🤖 AI Summary
This work addresses the challenges faced by tabular foundation models when handling medium- to large-scale data under limited context lengths and degraded inference performance due to input distribution shifts. We propose the first fast, budget-aware, anytime-available, black-box-compatible, and interpretable hard context optimization method. Our approach explicitly identifies high-value samples and critical predictive features without requiring access to the model’s internal architecture, by estimating their “importance scores” via online KernelSHAP regression and integrating iterative refinement, value-guided sampling, and multi-fidelity pruning. Evaluated across multiple large-scale, high-dimensional tabular datasets—particularly under noisy conditions and data augmentation scenarios—our method significantly outperforms existing baselines, establishing a new state of the art in test-time context optimization.
📝 Abstract
Tabular foundation models (TFMs) have emerged as a powerful paradigm for in-context learning on structured data, enabling direct prediction on new tabular tasks without task-specific training.

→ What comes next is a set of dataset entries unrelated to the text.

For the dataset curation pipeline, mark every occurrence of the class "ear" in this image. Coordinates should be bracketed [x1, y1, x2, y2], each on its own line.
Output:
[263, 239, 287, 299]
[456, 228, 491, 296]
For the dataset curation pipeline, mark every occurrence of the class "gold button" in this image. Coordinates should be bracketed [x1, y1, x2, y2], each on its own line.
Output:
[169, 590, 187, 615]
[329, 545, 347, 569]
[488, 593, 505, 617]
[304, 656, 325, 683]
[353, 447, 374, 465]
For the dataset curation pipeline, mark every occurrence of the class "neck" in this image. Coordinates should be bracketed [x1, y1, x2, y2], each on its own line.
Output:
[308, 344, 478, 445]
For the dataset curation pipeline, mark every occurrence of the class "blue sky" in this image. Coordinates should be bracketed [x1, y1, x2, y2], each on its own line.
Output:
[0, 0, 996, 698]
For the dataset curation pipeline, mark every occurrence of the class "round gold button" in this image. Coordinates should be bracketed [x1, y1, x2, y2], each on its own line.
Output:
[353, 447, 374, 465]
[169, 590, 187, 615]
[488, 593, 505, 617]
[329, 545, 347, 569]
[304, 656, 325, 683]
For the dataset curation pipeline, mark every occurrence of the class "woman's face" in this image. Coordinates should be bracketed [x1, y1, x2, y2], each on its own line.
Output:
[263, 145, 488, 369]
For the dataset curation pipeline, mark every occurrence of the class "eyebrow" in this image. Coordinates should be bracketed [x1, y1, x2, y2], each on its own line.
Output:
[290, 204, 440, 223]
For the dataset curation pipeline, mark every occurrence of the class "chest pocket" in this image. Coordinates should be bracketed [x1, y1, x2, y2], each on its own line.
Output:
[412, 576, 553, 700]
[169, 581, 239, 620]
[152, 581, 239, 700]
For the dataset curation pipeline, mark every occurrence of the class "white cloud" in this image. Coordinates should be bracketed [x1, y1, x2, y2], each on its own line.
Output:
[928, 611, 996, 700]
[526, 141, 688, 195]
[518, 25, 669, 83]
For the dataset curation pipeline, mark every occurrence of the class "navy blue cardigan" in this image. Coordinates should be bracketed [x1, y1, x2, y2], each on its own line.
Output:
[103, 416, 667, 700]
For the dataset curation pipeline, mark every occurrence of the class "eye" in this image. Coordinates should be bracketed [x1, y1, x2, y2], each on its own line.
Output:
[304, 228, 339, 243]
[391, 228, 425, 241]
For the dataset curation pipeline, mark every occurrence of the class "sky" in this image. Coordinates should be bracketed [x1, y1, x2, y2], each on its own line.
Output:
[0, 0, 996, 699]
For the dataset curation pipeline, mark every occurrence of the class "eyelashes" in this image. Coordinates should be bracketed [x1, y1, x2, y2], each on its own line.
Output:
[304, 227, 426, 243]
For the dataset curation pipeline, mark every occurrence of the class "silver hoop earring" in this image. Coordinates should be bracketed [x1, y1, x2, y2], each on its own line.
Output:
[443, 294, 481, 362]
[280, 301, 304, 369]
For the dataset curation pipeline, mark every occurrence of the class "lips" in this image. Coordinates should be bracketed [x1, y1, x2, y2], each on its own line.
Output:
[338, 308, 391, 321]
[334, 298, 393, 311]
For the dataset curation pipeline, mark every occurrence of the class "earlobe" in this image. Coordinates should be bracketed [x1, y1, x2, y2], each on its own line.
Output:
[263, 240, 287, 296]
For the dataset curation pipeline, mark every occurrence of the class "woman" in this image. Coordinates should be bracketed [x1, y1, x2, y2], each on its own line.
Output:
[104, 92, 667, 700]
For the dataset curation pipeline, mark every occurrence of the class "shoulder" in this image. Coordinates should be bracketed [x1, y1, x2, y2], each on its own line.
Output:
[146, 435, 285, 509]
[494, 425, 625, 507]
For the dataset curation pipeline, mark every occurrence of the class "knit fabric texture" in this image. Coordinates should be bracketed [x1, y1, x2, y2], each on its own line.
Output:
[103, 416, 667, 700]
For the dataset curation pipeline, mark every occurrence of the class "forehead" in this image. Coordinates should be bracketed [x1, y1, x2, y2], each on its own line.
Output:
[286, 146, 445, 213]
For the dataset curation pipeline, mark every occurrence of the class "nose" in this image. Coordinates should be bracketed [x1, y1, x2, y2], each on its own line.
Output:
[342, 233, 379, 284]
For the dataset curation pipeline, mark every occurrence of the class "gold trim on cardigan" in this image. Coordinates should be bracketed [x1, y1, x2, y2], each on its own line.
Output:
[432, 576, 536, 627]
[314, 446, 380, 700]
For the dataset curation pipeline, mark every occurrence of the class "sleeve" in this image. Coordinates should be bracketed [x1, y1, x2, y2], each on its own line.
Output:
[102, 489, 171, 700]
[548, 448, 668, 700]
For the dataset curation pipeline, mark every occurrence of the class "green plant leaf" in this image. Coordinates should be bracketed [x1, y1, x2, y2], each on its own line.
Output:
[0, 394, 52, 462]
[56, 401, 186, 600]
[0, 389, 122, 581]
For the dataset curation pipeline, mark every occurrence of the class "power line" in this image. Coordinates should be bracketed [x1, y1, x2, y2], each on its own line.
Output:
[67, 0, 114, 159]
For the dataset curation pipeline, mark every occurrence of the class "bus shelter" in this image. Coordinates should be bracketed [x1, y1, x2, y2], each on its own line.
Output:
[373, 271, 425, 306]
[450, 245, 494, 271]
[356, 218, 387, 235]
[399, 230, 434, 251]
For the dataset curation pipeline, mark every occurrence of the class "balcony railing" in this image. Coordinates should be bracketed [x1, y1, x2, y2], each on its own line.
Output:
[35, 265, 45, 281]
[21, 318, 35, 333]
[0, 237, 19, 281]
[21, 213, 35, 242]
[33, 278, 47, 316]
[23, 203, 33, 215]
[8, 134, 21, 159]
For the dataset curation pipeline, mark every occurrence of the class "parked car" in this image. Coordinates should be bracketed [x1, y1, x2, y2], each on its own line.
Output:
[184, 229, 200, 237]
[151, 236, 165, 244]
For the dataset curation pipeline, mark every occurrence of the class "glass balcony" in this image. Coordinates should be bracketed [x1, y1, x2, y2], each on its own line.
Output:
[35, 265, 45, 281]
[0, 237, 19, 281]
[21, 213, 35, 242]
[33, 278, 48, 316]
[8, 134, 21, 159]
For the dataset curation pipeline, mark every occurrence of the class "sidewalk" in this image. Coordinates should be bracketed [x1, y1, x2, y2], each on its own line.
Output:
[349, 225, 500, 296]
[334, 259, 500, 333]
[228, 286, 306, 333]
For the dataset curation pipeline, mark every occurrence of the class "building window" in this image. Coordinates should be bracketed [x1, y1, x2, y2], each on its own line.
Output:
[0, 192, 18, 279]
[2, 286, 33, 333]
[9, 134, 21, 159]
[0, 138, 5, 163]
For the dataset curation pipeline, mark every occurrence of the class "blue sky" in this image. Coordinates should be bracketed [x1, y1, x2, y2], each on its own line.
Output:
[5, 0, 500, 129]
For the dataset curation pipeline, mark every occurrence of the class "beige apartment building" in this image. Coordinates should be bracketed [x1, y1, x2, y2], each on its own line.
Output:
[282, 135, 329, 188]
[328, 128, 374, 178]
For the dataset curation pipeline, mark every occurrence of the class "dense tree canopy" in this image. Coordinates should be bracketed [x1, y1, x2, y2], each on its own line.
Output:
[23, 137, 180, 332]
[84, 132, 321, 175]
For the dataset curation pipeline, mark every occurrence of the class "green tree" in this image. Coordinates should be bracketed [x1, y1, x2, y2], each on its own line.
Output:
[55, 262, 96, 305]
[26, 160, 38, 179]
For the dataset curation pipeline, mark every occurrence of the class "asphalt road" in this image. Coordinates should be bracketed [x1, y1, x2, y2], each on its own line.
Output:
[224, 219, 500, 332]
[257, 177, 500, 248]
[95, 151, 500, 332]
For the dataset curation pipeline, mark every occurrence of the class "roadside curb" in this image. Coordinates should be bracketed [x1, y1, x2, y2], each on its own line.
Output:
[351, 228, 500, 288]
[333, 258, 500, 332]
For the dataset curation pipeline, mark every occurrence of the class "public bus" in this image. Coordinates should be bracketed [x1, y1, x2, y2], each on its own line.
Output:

However, their effectiveness is constrained by context length limits, restricting application to medium-scale data and degrading performance when inference-time data exceed pretraining size distributions. Our work introduces VIP-COP, estimating the Value of Importance for Prediction of training examples and features for hard Context OPtimization for TFMs. Its explicit selection mechanism suppresses noise and isolates influential data, enabling the model to also benefit from data augmentation by prioritizing high-value augmented samples and features. VIP-COP is (i) fast, boosting performance often within minutes of optimization, based on an online KernelSHAP-based regression with iterative refinement, value-guided context sampling, and multi-fidelity pruning; (ii) budget-aware and any-time, improving with additional test-time compute unlike heuristics that produce fixed contexts; (iii) model-aware yet fully black-box, requiring no access to model internals, making it compatible with both proprietary and open-source TFMs; (iv) interpretable, identifying discrete ``Very Important Predictors'' (samples and features) that maximize signal-to-noise, which makes it (v) robust, isolating high-value data from noise. In contrast, soft-prompt optimization requires model gradients, produces abstract latent tokens, and lacks explicit signal discrimination. Extensive experiments show that VIP-COP consistently outperforms heuristic and optimized baselines across large-scale high-dimensional testbeds, including data augmentation and data-noise settings, establishing a new state of the art in test-time context refinement for TFMs.